Distributed Transaction Solutions: Theory, Patterns, and Practical Implementations
This article explains the fundamentals of distributed transactions, compares classic solutions such as two‑phase commit (XA), SAGA, TCC, local message tables, transaction messages, and maximum‑effort notifications, and presents a sub‑transaction barrier technique to handle network anomalies and ensure idempotency, isolation, and rollback safety.
As business complexity grows, many systems evolve from monoliths to micro‑service architectures, inevitably encountering the challenge of distributed transactions. This article summarizes classic solutions and practical implementations.
Basic Theory
Before discussing specific solutions, the article reviews the ACID properties of database transactions and illustrates the need for atomicity in a simple money‑transfer example.
Distributed Transactions
It defines distributed transactions as operations spanning multiple nodes, explains why traditional ACID cannot guarantee consistency across services, and introduces the BASE principles that relax some constraints.
Solution: Two‑Phase Commit (XA)
XA, defined by the X/Open group, involves a transaction manager (TM) and resource managers (RM) and proceeds in a prepare phase followed by commit/rollback.
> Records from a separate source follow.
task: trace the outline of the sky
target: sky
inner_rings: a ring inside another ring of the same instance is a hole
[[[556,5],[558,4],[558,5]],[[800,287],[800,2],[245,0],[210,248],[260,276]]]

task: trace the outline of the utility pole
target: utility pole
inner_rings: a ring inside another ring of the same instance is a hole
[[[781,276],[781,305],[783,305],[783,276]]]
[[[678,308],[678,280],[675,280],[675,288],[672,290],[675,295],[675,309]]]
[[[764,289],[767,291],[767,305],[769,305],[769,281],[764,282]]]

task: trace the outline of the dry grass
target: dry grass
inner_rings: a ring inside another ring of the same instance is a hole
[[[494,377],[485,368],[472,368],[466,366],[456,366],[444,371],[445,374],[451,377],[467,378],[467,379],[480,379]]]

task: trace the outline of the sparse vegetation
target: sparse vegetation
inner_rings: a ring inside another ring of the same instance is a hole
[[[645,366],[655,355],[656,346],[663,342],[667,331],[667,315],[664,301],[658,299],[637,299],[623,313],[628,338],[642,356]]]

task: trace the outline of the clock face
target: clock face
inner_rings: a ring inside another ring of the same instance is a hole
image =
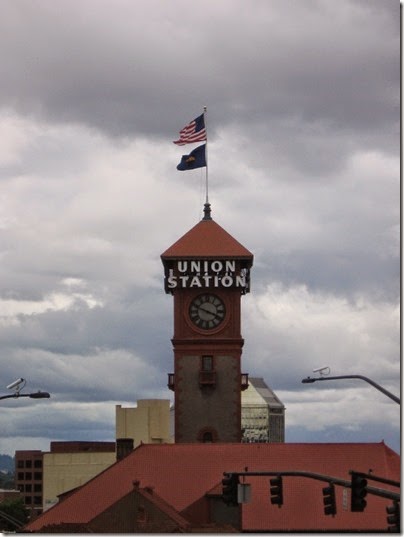
[[[226,308],[223,301],[216,295],[199,295],[189,306],[189,317],[195,326],[202,330],[212,330],[223,322]]]

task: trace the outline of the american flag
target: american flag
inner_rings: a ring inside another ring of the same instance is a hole
[[[205,118],[201,114],[191,123],[180,130],[180,137],[174,143],[177,145],[192,144],[206,140]]]

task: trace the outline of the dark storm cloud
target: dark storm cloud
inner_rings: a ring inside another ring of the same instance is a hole
[[[327,0],[192,10],[178,0],[169,7],[88,1],[85,10],[75,2],[7,2],[0,99],[112,136],[173,136],[204,104],[214,111],[213,130],[233,121],[267,130],[269,117],[298,117],[392,136],[399,11],[393,2],[379,4],[377,17],[374,9]]]
[[[85,357],[119,349],[142,356],[153,367],[164,369],[171,336],[166,319],[171,308],[163,300],[162,292],[159,294],[156,297],[149,291],[149,296],[146,293],[142,296],[139,291],[130,304],[125,297],[114,304],[93,308],[76,300],[67,310],[19,314],[16,323],[2,328],[0,342],[8,353],[42,349],[61,362],[65,359],[69,362],[69,355],[74,355],[82,356],[85,363]]]

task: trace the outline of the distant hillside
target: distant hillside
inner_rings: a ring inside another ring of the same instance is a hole
[[[0,455],[0,472],[14,473],[14,457],[10,457],[10,455]]]

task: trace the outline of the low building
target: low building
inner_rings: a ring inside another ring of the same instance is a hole
[[[43,510],[116,461],[115,442],[51,442],[43,454]]]
[[[0,489],[0,503],[19,500],[22,498],[22,494],[19,490],[14,489]]]
[[[15,452],[15,486],[33,517],[115,461],[115,442],[51,442],[49,452]]]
The article notes that most major databases support XA.
Solution: SAGA
SAGA breaks a long transaction into a series of local short transactions coordinated by a saga orchestrator, using compensating actions when a step fails.
Solution: TCC (Try‑Confirm‑Cancel)
TCC separates the transaction into three phases—Try (resource reservation), Confirm (final execution), and Cancel (rollback). It emphasizes the need for idempotent implementations.
Solution: Local Message Table
Originally proposed by Dan Pritchett (eBay), this pattern stores pending messages in a local table to guarantee atomicity between business logic and message publishing.
Solution: Transactional Message
RocketMQ’s transactional messages replace the local message table, ensuring atomicity between message sending and local transaction execution.
Solution: Maximum‑Effort Notification
This approach repeatedly attempts to notify the receiver, with exponential back‑off and a fallback query interface for eventual consistency.
Solution: AT Mode
AT (Automatic Transaction) is an Alibaba/Seata mode similar to XA but without requiring explicit compensation code.
Network Anomalies in Distributed Transactions
The article categorizes anomalies such as empty rollback, idempotency violations, and hanging, illustrating each with TCC examples.
Sub‑Transaction Barrier Technique
DTM introduces a barrier that records sub‑transaction states in a table, preventing empty rollbacks, ensuring idempotency, and avoiding hanging. The core API is:
func ThroughBarrierCall(db *sql.DB, transInfo *TransInfo, busiCall BusiFunc)This barrier can be applied to XA, SAGA, TCC, and transactional messages, simplifying error handling for developers.
Conclusion
The article provides a comprehensive overview of distributed transaction fundamentals, compares major patterns, and offers practical guidance for handling network failures and ensuring reliable transaction processing.